Captain flip header

Captain Flip

Captain Flip is the result of asking the question “what if a game was as simple as flipping one tile on each turn?”

On the table is a small grid of tiles. On your turn, you truly only do one thing at all times: flip one tile. That’s the simple core that makes this game extremely easy to learn.

What happens then? You take the corresponding action. If you flipped the tile faceup, you do the heart action. If you flipped it facedown, you take the skull action.

Most of the time, such an action allows you to “score a tile”. Maybe a tile in the same row. Maybe an adjacent tile. But in all cases, it must be a facedown tile.

Which means you must memorize where the good ones are … or blunder into a pile of negative points.

What’s special?

As stated, my goal with this game was to find the absolutely simplest core rules possible. While still having a game with depth and variability.

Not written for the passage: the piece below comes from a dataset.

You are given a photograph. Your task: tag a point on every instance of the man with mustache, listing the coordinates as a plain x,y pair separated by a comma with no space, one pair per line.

The first few versions were either too simple or too difficult, until I found this mix between a memory game and a strategic game. You have to remember which tiles are good, but also which tiles have an action you need to score them.

This turns a game you can learn in thirty seconds into one that’s very tough to win. That’s pretty much the ideal game (“easy to learn, hard to master”), which is why I’m happy I made this.

Of course, as the introduction shows, there are still some extra rules needed (besides “flip a tile on your turn”). But those rules are about consequences or scoring. The actual action you take, every turn, without exception, is always just “flip a tile”.

And when it comes down to it, most players struggle to remember all the actions they can take—the thing they’re allowed to do each turn—which is why I’m always in search of ways to simplify that. (Any consequences or scoring rules can simply be asked about when you need a reminder, after taking the action.)